Because participants had to provide a score from 1 to 9 judging the overall familiarity of the melody at the end of each set of six gates (for a given melody), we could classify each melody (for each participant) as highly or moderately familiar. Within each gate, this familiarity effect (i.e., the difference between the responses to highly and moderately familiar melodies) revealed a similar pattern as the first “between gates” familiarity effect of Analysis 1 (i.e., as the gate increases, the emergence of familiarity unfolds, hence the familiarity for the gated melody): A larger positivity was associated with higher familiarity. In Analysis 1, it was evident by a larger late positivity with an increasing gate. In Analysis 2, it was shown by a larger positivity between 450 and 650 msec to melodies that were judged as highly familiar compared with those judged moderately familiar.

Similar to the previously discussed effect across gates, this familiarity effect can also be interpreted as a modulation of a late P3 component: Participants judged the familiarity of the melodies with more confidence for highly familiar melodies than for moderately familiar melodies.
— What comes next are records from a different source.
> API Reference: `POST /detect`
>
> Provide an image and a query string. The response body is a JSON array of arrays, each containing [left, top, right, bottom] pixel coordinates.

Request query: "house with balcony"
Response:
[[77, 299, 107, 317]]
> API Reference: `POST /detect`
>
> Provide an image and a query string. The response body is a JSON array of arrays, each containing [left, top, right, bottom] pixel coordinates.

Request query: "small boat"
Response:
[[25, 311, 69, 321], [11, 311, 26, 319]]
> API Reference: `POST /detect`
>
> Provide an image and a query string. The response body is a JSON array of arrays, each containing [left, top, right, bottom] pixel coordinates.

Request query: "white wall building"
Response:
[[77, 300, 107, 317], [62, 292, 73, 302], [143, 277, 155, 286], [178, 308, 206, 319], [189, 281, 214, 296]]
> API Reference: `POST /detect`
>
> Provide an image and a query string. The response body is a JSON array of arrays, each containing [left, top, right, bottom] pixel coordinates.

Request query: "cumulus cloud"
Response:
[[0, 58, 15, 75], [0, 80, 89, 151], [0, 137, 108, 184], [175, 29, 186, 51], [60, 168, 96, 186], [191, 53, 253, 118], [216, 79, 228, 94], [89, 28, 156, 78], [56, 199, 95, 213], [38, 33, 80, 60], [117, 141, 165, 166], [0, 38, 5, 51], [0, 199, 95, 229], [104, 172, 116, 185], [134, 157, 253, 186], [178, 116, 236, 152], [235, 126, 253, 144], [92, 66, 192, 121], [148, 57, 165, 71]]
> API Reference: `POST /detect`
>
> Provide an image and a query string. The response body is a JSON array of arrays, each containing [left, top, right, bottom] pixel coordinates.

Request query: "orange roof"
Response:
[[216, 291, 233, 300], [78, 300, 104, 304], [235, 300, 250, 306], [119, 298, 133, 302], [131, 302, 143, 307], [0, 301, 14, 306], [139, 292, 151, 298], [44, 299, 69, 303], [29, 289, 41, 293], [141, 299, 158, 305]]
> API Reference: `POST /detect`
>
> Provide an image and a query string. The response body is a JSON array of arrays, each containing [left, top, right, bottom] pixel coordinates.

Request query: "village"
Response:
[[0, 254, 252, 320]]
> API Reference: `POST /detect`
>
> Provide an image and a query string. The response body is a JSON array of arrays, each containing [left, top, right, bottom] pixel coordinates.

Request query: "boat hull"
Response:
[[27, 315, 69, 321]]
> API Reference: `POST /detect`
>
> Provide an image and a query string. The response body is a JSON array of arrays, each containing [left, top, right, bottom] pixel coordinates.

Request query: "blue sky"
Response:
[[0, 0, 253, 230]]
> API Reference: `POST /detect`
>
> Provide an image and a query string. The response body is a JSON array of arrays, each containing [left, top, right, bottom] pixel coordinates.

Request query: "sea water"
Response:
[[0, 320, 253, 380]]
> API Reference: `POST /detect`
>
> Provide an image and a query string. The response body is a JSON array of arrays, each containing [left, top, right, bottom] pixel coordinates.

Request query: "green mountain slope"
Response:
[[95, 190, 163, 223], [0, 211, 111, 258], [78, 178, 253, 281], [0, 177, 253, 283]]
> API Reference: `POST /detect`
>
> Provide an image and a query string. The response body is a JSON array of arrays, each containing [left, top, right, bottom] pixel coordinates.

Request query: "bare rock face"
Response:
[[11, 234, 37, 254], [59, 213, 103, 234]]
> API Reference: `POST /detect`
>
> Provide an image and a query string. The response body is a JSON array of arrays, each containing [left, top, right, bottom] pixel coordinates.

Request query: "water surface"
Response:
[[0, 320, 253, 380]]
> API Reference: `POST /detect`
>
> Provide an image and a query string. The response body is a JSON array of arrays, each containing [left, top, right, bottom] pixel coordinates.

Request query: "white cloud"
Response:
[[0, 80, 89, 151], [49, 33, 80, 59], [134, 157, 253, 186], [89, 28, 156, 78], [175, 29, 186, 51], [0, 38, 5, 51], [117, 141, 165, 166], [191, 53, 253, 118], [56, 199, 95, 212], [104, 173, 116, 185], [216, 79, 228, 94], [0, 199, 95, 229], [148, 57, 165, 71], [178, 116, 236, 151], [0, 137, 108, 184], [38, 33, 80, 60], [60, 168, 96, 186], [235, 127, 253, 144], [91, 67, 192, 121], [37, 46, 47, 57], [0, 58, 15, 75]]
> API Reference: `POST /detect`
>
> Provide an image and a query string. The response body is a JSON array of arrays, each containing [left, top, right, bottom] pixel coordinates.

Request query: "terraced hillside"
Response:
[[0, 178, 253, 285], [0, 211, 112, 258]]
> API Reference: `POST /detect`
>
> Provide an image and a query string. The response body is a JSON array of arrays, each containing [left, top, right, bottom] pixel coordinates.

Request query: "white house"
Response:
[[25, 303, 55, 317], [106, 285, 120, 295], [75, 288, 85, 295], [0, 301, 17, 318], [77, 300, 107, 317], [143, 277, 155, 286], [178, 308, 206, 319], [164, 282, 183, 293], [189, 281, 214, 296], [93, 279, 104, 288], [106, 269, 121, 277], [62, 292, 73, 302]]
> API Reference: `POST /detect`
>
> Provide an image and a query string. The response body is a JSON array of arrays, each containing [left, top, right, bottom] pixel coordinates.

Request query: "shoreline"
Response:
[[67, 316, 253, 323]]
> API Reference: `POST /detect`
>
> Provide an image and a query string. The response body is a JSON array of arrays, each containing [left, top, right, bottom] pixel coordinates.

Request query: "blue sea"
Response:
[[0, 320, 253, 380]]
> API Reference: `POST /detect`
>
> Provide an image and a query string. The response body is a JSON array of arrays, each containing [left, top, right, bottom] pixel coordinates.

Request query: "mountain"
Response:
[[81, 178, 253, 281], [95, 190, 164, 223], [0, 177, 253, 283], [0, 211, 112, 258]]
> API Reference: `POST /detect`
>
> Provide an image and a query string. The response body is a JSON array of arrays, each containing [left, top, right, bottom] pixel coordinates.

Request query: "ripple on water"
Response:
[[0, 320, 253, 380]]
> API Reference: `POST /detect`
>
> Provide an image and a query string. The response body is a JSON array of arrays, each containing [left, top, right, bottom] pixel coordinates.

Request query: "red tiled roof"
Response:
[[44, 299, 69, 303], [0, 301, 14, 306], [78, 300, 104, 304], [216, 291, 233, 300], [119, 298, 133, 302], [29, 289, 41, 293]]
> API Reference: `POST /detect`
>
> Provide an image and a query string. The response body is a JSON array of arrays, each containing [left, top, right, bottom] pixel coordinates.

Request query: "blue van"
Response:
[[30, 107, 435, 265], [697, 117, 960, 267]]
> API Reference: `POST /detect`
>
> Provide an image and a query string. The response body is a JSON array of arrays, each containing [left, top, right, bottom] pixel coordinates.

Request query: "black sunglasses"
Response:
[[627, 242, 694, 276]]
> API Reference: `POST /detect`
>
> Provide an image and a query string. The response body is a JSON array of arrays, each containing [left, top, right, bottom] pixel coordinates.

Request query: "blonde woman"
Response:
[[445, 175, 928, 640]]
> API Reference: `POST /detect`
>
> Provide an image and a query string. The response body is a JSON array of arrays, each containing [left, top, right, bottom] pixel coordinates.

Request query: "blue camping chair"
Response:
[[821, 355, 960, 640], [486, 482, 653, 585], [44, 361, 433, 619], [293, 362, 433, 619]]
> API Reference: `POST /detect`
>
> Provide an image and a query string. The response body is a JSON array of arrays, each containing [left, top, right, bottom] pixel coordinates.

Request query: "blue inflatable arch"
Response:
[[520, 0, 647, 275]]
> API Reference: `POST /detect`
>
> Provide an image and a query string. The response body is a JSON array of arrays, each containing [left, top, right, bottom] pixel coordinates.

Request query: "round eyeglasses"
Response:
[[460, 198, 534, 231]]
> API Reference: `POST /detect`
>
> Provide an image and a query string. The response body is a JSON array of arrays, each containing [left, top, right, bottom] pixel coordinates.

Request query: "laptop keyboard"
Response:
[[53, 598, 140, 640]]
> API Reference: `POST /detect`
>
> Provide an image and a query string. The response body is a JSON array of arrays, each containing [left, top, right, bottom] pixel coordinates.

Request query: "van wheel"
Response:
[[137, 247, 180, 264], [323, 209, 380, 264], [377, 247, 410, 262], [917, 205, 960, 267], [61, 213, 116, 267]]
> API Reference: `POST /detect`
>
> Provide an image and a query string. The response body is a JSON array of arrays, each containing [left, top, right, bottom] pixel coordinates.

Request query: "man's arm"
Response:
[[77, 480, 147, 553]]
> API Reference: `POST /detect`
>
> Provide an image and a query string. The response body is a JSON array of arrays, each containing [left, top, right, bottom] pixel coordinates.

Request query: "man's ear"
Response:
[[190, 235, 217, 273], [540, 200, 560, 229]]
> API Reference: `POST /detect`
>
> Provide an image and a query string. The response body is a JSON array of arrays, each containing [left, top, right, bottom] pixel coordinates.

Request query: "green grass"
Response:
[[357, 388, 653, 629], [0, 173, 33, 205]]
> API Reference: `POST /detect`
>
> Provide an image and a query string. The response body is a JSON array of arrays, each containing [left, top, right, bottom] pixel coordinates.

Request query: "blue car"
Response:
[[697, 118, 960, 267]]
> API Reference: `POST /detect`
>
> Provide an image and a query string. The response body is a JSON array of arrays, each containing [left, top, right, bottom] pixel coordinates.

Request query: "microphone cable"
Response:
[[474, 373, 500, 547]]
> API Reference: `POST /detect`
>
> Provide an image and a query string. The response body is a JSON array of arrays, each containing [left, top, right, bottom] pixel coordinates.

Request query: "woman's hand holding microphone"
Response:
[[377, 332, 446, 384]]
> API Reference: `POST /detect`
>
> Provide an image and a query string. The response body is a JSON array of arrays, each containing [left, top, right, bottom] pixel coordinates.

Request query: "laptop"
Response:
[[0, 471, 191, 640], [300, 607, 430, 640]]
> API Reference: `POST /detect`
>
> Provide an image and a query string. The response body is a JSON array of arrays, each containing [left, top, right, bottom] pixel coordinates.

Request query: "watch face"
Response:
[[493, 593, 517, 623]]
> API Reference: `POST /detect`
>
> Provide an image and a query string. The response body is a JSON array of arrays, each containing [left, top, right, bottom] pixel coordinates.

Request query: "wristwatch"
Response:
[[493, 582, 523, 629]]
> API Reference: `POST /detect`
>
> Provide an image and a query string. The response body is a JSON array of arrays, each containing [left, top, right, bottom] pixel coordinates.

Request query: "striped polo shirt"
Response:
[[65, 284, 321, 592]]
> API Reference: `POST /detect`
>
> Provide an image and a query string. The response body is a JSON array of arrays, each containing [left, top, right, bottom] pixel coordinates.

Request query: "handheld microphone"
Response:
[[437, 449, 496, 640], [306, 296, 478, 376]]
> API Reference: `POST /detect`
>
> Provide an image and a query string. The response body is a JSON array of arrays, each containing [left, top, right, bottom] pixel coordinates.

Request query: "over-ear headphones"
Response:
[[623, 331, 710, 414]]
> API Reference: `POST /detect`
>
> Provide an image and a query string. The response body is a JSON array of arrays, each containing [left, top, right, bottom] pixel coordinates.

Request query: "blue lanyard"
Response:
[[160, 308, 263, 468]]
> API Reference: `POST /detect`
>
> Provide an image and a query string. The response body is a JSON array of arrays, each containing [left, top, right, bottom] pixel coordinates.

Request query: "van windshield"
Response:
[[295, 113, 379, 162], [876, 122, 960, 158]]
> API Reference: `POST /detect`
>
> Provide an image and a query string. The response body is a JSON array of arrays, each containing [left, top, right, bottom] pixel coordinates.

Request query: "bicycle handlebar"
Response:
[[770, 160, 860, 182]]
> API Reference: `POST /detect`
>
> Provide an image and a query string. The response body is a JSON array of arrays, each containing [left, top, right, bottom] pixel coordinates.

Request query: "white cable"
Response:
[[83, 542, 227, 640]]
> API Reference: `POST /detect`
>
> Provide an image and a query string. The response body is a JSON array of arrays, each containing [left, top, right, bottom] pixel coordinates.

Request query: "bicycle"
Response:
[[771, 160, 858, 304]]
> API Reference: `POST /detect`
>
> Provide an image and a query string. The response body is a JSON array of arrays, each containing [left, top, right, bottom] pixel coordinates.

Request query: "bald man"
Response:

Interestingly, Besson and Faïta (1995) found a larger P600 to melodic out-of-key and in-key incongruities in highly familiar compared with unfamiliar melodies. The authors interpreted this finding as reflecting a larger violation of musical expectancy with familiar compared with unfamiliar items. Indeed, the familiarity evoked by a melody is known to help in deciding if the melody is or is not modified (e.g., key transposed or contour modified; Jones & Ralston, 1991; DeWitt & Samuel, 1990), most likely because with familiar tunes, a well-known musical context is retrieved in memory and can help in the identification of a single (distorted) tone (Dewar, Cuddy, & Mewhort, 1977).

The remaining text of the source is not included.